I am no electrician  but I do know that 50 amps requires two hot legs, a neutral and a ground for a total of four legs. 30 amp only requires three legs, one hot, a neutral and a ground. I have a 50 amp (four leg) plug on my house and a 30 amp (three leg) plug on the PC. So I have a dog bone that has four legs for the house and three holes for the the PC. Basically it drops one of the the hot legs from the 50 amp.
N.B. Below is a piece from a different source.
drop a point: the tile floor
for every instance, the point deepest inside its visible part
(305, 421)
I would have to question if you have 30 or 50 amps in the PC. If you do how does it work?

Good description Tom, I was wondering the same thing.  I suppose the main breaker could be 50 amp instead of 30 amp since the incoming shore cable is rated at 50 amp; then the sub-circuits after the 50 amp main could be the same as on a 30 amp rig but more of them could be on at the same time without blowing the main 50 amp.

This is different from a typical 50 amp Class A rig where as you stated there are two 50 amp hot leads and two 50 amp main breakers which totals 100 amps.  A 30 amp rig has 30 amps total and it appears that this 50 amp PC has 50 amps total, which seems fine for a rig the size of a PC, 100 amps would be overkill for a typical Class C.

Bob


Well, I should have thought about this more before replying.  Earl is correct in that both 30 amp and 50 amp plugs have 3 prongs on the RV end; however, the 50 amp plug has a ground contact on the outside of the barrel that makes a total of 4 contacts- same number as the pedestal end.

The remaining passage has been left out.